Je ne dis pas que les troubles de santé mentale n’ont aucun rôle à jouer dans les événements qui se sont produits ce matin. Sûrement, en fait, que cet homme-là n’allait vraiment pas bien. Mais n’excluons pas la violence du geste commis en la balayant sous la grande couverte de la santé mentale.
Ce que Marie-Ève Cotton écrit sur Facebook — et je me permets de le recopier ici, car elle demande aux gens de partager sa publication — c’est ceci : «Après la tragédie du Vieux-Québec, tout le monde criait à la schizophrénie. Ça n’a pas été confirmé par les évaluations subséquentes. 23 % des tueurs de masse ont une maladie mentale, donc c’est possible, mais pas automatique. La haine n’est pas une maladie mentale. Confondre continuellement les deux stigmatise les gens avec des maladies mentales, qui sont plus à risque d’être violentés que d’être violents.

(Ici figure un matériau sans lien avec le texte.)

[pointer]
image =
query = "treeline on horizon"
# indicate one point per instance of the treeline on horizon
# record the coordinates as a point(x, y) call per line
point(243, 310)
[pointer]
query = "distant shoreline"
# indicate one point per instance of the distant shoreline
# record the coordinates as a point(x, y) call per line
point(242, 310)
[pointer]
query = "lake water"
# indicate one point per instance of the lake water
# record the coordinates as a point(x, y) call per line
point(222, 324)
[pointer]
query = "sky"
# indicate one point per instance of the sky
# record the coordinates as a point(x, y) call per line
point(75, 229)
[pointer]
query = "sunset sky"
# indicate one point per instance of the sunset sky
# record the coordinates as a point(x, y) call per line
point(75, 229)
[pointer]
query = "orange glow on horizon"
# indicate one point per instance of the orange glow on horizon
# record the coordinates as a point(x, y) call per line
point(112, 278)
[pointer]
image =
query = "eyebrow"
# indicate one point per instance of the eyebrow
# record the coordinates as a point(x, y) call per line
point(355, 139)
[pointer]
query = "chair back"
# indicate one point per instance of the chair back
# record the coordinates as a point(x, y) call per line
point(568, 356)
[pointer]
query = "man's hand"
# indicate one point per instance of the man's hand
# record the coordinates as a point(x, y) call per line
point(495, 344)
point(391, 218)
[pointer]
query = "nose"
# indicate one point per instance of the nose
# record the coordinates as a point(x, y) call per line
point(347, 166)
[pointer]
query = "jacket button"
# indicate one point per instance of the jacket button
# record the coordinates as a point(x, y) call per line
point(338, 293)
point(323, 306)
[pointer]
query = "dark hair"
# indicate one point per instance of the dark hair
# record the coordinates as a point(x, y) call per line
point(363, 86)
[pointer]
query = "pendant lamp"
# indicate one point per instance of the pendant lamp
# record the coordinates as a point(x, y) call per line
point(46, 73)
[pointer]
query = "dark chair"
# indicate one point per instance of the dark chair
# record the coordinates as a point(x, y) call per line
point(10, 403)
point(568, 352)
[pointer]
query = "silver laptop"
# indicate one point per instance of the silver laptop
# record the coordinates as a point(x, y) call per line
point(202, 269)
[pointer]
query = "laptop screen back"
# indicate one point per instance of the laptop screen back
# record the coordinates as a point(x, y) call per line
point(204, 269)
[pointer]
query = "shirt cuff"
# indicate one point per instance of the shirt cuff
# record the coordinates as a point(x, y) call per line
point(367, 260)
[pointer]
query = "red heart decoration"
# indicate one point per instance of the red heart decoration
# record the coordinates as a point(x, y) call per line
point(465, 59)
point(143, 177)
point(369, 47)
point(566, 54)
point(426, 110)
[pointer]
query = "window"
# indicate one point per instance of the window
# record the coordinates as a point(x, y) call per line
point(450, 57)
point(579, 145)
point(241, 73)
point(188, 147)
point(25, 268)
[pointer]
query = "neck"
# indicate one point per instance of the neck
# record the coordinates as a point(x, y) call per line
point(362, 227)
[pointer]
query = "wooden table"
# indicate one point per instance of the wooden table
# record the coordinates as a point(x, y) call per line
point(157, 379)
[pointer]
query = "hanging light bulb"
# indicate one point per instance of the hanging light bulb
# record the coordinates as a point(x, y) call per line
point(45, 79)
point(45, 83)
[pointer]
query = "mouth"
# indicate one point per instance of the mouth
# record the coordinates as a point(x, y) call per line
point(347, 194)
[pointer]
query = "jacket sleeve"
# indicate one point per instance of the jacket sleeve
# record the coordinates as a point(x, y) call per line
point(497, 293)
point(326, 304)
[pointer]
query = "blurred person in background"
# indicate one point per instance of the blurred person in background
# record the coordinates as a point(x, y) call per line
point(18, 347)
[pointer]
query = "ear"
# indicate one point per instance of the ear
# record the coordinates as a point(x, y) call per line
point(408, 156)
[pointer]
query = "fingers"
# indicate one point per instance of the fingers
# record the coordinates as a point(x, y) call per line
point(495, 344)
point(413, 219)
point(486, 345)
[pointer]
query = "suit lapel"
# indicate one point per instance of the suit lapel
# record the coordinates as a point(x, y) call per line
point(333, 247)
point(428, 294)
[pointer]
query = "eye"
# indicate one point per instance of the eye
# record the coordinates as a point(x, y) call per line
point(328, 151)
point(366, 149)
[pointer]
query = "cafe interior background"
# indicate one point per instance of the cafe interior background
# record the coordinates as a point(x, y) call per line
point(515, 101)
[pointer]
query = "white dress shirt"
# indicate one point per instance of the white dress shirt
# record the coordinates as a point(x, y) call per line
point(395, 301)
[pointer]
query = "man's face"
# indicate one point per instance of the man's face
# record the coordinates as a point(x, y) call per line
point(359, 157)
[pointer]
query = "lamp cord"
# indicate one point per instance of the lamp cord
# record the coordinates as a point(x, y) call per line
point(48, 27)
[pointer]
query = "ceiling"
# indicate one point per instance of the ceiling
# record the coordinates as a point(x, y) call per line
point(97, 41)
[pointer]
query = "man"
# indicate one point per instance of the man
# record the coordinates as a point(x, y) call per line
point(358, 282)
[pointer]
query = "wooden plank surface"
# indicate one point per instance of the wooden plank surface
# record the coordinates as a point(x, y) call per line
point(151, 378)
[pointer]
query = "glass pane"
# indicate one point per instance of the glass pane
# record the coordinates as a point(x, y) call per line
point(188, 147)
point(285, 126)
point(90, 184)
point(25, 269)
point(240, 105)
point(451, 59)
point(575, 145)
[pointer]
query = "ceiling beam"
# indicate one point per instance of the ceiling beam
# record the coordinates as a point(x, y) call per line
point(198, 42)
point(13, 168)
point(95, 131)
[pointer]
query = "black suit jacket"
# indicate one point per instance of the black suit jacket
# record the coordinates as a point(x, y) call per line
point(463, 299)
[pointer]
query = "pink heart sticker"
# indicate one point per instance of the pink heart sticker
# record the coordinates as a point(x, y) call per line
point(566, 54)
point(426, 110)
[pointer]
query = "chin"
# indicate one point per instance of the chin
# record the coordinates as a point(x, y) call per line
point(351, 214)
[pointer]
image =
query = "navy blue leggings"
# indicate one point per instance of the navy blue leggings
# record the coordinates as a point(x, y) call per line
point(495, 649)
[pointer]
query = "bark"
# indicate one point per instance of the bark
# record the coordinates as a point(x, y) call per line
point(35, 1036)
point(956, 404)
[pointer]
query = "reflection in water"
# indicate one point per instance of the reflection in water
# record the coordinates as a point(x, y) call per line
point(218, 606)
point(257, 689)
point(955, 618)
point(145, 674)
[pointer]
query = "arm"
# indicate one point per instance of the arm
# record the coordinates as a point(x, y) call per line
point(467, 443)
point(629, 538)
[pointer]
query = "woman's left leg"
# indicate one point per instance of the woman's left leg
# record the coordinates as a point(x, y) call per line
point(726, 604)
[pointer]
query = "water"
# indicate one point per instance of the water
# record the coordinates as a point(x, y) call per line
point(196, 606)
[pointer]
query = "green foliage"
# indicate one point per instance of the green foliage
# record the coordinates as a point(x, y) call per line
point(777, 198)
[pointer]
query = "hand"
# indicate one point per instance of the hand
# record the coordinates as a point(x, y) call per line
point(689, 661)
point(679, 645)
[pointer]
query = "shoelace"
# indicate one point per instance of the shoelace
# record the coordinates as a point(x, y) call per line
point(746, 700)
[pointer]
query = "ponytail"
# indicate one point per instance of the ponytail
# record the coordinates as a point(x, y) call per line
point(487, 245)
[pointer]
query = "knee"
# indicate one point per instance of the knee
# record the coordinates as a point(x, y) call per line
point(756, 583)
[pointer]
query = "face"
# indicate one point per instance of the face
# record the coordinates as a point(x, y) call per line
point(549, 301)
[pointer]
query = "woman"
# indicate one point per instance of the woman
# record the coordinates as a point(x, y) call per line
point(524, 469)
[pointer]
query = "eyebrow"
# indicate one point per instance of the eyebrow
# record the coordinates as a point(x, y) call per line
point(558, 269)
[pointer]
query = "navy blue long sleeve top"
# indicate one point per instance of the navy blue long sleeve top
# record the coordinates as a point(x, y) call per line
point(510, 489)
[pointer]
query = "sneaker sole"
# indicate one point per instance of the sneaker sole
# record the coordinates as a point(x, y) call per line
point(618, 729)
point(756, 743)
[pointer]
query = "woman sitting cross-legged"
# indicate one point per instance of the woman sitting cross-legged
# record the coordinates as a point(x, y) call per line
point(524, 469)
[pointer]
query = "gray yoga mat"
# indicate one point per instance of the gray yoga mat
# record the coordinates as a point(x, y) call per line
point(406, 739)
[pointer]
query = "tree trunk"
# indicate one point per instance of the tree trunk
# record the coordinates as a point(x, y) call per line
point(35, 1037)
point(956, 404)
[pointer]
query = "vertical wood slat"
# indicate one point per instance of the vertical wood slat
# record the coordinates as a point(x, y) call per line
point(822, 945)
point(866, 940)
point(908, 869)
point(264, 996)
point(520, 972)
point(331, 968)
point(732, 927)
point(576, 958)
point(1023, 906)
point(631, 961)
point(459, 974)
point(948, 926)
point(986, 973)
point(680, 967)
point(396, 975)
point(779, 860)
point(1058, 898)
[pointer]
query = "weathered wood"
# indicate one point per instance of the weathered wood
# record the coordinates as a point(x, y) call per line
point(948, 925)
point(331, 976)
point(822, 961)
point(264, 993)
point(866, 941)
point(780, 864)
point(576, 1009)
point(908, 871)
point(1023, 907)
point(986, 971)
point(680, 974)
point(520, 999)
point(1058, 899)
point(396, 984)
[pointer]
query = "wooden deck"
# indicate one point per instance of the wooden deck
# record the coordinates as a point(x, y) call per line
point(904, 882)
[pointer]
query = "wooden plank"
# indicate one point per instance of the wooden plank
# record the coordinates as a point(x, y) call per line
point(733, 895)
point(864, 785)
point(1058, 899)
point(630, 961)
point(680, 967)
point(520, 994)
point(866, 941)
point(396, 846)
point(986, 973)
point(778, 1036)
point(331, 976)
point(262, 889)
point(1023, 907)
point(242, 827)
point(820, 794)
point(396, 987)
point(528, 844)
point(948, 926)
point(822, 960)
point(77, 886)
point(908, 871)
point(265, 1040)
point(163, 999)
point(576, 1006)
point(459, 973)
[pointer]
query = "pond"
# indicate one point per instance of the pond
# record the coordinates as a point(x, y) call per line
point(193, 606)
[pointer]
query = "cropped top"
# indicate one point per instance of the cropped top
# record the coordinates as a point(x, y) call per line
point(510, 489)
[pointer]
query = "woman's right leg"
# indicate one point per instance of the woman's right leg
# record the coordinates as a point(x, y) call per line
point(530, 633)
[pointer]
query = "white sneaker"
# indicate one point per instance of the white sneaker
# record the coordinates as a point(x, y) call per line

Les gens ont 2,5 fois plus de chance de croire que les schizophrènes sont violents qu’en 1950 à cause de la médiatisation de tels crimes.»
On ne sait pas pourquoi. On ne sait pas par quelle faille béante cette idée de mort et de meurtre a pu se faire une place dans la tête de ce monsieur-là. Et je pense que si on cherche autant une explication, c’est que le geste qu’il a posé est hors de l’entendement.
C’est un réflexe fondamentalement humain que d’essayer de mettre des mots sur l’innommable. C’est aussi un réflexe humain de prendre des «raccourcis» pour pouvoir passer à autre chose, pour que ça soit moins douloureux.
Mais des fois, il faut attendre et dealer avec ce vide, cette absence de réponse immédiate, pour comprendre véritablement où le mal a pris racine.
On leur doit bien ça, à ces petits-là.